Japan’s Financial Services Agency (FSA) is planning inspections of the country’s biggest banks after finding loans linked to organized crime at No. 2 lender Mizuho.
The agency said in a notice that it will inspect Bank of Tokyo-Mitsubishi UFJ, the country’s No. 1 bank by assets, Mizuho Financial Group and No. 3 Sumitomo Mitsui Bank.
The inspections, to be carried out next week, will focus on compliance and risk management. The move comes after Mizuho’s announcement that the chairman of its banking business resigned and top executives will have pay docked over more than ¥200 million (US$2 million) in loans to organized crime.

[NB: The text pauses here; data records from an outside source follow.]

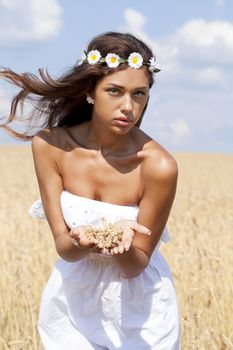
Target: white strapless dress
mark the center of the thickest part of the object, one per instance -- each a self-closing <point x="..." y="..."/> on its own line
<point x="89" y="305"/>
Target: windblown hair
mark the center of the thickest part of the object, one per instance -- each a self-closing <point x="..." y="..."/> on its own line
<point x="62" y="101"/>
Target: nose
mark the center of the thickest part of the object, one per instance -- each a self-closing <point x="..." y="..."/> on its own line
<point x="127" y="103"/>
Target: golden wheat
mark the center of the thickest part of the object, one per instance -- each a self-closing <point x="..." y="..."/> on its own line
<point x="200" y="253"/>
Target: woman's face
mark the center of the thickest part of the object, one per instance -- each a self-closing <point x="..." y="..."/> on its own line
<point x="120" y="98"/>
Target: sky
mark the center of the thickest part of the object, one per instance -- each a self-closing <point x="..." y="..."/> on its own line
<point x="191" y="102"/>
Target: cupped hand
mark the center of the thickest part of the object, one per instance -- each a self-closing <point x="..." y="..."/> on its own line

The loans, reported to Mizuho’s board in early 2011, were issued by consumer finance affiliate Orient Corp. A probe by an outside panel faulted Mizuho for failing to crack down sooner, but said the bank had not deliberately sought to cover up the loans.
It is unclear if the FSA plans any further action against Mizuho, following an order late last month for the bank to clean up its lending business.
Asked if the Mizuho case reflected a need for tighter oversight, Finance Minister Taro Aso said improvements might be made in the future, despite the regulator working with limited resources.
“If the probe shows there are areas needing improvement, then we will do so,” Aso said.
Japanese gangs, known as yakuza, are entrenched in many areas of the economy despite efforts to freeze them out of the financial system.